Amazon Web Services announced the general availability of Amazon Elastic Compute Cloud (EC2) Capacity Blocks for ML, a new consumption model providing access highly sought-after GPU compute capacity for short duration machine learning (ML) workloads.
The service enables customers to reserve hundreds of NVIDIA GPUs colocated in Amazon EC2 UltraClusters designed for high-performance ML workloads. Customers can use EC2 Capacity Blocks with P5 instances, powered by the latest NVIDIA H100 Tensor Core GPUs, by specifying their cluster size, future start date, and duration.
AWS EC2 Capacity Blocks help ensure customers have reliable, predictable, and uninterrupted access to the GPU compute capacity required for their critical ML projects.

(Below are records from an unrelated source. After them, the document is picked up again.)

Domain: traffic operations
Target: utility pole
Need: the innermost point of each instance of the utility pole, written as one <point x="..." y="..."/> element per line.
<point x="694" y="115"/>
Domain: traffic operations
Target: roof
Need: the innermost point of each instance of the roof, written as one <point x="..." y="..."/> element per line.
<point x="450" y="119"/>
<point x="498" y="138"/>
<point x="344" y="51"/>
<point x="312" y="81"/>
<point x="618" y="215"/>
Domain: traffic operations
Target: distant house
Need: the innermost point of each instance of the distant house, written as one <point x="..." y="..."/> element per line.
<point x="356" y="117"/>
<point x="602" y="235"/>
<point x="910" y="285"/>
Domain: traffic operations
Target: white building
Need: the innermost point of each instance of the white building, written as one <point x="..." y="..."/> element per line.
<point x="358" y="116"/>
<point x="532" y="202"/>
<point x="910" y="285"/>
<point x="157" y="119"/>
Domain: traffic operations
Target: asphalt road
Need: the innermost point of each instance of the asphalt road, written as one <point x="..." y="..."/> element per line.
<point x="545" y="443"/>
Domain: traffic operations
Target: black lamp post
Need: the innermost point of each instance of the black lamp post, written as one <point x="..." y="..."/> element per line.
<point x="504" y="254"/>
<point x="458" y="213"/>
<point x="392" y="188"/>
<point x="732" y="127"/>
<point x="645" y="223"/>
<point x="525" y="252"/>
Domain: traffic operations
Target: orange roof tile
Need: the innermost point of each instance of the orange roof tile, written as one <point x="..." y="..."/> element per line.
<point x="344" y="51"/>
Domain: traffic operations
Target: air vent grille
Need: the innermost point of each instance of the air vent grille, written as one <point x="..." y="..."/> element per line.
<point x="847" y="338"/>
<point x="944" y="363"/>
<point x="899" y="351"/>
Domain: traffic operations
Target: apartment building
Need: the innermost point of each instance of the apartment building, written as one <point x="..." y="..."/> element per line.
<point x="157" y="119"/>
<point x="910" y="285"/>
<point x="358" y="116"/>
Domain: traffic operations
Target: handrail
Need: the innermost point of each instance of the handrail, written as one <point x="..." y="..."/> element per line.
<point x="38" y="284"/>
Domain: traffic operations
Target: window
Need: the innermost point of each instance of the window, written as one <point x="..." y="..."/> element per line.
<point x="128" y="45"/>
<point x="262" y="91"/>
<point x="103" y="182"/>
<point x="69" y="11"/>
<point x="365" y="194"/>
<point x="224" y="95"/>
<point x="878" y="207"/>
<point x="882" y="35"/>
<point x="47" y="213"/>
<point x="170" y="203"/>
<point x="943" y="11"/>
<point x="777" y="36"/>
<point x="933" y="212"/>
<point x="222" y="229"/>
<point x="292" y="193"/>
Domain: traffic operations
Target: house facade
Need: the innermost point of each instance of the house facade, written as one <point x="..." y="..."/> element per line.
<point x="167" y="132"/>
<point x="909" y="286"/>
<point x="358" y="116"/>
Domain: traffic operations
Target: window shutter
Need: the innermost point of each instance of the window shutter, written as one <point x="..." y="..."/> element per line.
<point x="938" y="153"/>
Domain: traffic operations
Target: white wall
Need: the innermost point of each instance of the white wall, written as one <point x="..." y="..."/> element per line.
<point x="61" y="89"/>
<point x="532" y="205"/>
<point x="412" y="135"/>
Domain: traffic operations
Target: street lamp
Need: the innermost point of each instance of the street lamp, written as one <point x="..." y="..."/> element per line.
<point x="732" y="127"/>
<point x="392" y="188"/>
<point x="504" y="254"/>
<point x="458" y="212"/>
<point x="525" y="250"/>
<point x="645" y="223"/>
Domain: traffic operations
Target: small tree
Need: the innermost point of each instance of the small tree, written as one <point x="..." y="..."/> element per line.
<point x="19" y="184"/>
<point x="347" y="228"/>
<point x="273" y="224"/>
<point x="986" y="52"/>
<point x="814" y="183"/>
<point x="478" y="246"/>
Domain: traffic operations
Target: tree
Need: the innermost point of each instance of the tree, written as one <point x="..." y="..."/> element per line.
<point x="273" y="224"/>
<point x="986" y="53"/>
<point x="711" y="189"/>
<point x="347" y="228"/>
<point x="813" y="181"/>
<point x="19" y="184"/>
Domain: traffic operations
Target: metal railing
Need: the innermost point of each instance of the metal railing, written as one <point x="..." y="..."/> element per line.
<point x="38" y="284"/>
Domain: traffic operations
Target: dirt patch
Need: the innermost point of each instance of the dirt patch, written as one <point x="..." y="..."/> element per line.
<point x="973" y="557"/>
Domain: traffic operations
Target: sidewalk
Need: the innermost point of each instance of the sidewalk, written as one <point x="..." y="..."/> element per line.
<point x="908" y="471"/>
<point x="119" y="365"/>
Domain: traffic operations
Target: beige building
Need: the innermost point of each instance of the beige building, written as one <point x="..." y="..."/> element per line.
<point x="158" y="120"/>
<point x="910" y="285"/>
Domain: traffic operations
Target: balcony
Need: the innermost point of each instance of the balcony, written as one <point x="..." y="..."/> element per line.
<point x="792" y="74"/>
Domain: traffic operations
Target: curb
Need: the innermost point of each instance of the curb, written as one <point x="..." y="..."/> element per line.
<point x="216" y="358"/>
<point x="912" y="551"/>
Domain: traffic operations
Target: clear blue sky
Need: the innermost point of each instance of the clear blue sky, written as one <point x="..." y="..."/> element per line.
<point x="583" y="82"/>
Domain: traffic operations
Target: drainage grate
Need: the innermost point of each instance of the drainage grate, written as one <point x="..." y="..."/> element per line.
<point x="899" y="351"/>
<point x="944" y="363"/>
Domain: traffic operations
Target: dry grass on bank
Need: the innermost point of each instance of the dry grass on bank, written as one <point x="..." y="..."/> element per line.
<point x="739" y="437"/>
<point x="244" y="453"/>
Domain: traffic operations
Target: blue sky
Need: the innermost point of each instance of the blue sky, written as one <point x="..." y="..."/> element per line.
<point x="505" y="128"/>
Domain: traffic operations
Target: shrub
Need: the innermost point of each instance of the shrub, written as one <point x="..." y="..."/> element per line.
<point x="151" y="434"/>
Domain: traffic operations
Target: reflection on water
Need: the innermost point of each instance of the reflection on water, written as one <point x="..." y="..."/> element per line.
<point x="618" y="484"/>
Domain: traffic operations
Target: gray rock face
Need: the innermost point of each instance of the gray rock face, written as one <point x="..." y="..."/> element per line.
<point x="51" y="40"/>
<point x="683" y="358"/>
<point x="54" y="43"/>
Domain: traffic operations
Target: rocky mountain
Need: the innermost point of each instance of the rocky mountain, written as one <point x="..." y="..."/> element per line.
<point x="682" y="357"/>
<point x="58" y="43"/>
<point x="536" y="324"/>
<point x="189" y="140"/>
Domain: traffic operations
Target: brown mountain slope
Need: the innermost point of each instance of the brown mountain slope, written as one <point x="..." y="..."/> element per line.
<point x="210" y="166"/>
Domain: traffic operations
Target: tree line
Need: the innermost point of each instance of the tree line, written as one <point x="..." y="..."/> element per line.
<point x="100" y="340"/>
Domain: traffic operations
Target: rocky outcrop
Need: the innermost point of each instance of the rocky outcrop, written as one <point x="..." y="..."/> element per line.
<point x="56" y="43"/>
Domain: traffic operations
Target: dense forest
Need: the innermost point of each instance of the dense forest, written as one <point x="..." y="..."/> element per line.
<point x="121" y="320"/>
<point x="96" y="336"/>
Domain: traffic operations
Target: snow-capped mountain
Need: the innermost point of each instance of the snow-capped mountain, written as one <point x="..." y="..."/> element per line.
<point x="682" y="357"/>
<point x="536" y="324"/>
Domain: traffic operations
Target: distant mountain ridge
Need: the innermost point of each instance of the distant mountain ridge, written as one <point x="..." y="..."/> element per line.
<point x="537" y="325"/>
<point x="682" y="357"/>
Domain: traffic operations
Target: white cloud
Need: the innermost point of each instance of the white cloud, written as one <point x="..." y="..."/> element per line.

“AWS and NVIDIA have collaborated for more than 12 years to deliver scalable, high-performance GPU solutions, and we are seeing our customers build incredible generative AI applications that are transforming industries,” said David Brown, vice president of Compute and Networking at AWS. “AWS has unmatched experience delivering NVIDIA GPU-based compute in the cloud, in addition to offering our own Trainium and Inferentia chips. With Amazon EC2 Capacity Blocks, we are adding a new way for enterprises and startups to predictably acquire NVIDIA GPU capacity to build, train, and deploy their generative AI applications—without making long-term capital commitments. It’s one of the latest ways AWS is innovating to broaden access to generative AI capabilities.”